I think that magic threshold number of $4.00 a gallon gas is no longer valid. Try five or six to get people really looking to trade in their cars for bicycles. To be sure people will grumble about paying $4 but we've been hovering too long around that number for it to have the psychological impact it once did.
Anyway, here is an excerpt from the article from SFGate. I like that they don't just focus on the bigger CA cities but talk about smaller places making investments in cycling infrastructure which makes it more pertinent to a city like Reno:
Among the first cities trying to get people peddling was Long Beach, California's seventh most populous city. The Southern California city installed the country's first bike transit center in 1996, and now features more than 120 miles of bike lanes and paths.
The city has seen a 50 percent increase this year in the number of people who bike and walk to work, said Allan Crawford, Long Beach's bike coordinator.
It's not only about getting people to cycle long distances to work — although that has increased, too.

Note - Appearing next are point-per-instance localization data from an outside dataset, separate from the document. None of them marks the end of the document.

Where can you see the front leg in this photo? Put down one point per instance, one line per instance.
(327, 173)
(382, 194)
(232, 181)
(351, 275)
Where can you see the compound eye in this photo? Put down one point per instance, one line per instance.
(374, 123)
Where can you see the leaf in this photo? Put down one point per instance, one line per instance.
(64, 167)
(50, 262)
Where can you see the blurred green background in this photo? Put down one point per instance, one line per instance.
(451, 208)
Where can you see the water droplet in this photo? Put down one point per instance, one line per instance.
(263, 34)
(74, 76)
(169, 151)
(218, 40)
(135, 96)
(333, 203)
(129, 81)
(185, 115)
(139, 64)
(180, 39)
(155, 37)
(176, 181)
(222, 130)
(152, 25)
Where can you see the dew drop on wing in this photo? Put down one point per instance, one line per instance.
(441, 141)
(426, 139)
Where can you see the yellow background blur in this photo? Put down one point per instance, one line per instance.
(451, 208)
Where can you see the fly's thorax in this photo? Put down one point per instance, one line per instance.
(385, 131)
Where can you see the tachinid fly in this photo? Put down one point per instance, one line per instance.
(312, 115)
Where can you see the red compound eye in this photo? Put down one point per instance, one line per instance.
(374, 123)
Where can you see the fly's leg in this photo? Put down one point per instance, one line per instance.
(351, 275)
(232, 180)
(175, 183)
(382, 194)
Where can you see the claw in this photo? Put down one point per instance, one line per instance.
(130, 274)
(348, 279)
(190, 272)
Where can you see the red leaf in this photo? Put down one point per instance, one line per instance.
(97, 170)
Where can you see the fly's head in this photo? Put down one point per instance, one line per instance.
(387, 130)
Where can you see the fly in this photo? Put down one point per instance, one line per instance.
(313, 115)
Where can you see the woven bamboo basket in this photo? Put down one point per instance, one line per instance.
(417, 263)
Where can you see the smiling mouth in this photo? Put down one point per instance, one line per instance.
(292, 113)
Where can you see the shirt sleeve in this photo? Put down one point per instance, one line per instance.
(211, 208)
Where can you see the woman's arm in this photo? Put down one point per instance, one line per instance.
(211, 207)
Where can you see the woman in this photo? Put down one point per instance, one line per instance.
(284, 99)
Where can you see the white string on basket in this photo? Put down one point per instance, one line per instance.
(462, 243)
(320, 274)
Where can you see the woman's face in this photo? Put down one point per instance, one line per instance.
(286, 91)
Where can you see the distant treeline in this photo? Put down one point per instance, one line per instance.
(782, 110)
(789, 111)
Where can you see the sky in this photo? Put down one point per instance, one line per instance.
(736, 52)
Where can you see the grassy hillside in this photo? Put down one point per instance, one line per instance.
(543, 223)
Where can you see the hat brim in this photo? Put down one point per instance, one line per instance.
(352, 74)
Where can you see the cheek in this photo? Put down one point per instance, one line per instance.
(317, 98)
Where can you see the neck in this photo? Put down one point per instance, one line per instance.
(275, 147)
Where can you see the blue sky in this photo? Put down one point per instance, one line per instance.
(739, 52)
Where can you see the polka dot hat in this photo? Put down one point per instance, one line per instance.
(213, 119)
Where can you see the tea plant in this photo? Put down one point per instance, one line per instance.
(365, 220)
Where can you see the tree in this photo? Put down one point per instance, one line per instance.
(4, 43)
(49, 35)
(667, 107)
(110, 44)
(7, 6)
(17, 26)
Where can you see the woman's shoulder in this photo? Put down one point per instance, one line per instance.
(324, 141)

Cities are focusing on the short trips to the grocery store, or families getting the kids to school.
Short drives account for 37 percent of all car trips, and use a lot of fuel.
"Take any given point in the city and draw a one-mile radius around it, and you've got 10,000 people who live within that radius. Our focus is really on those short bike trips ... to the grocery store and to get the kids to school," Crawford said.
"The question is: How do we get people out of the mindset of getting into their car?"
This same question was asked in hilly San Francisco, where chilly fog and geography are a challenge for getting people to bike to work and school.
The increase in San Francisco cyclists since 2008 came after the city spent $4.5 million in public money on 23 miles of new bicycle lanes stretching from the bay to the Pacific Ocean. Dedicated, separated bike lanes have been sprouting up on streets throughout the city and have made cycling safer.
It's not just major cities reacting to residents' call for more bike-friendly projects.
Davis in Northern California has one of the highest rates of bicycling in the nation, with 17 percent of its 64,000 residents using a bike to commute to work and 41 percent calling bikes their primary mode of transportation, according to a study by the Bicycle Federation of America.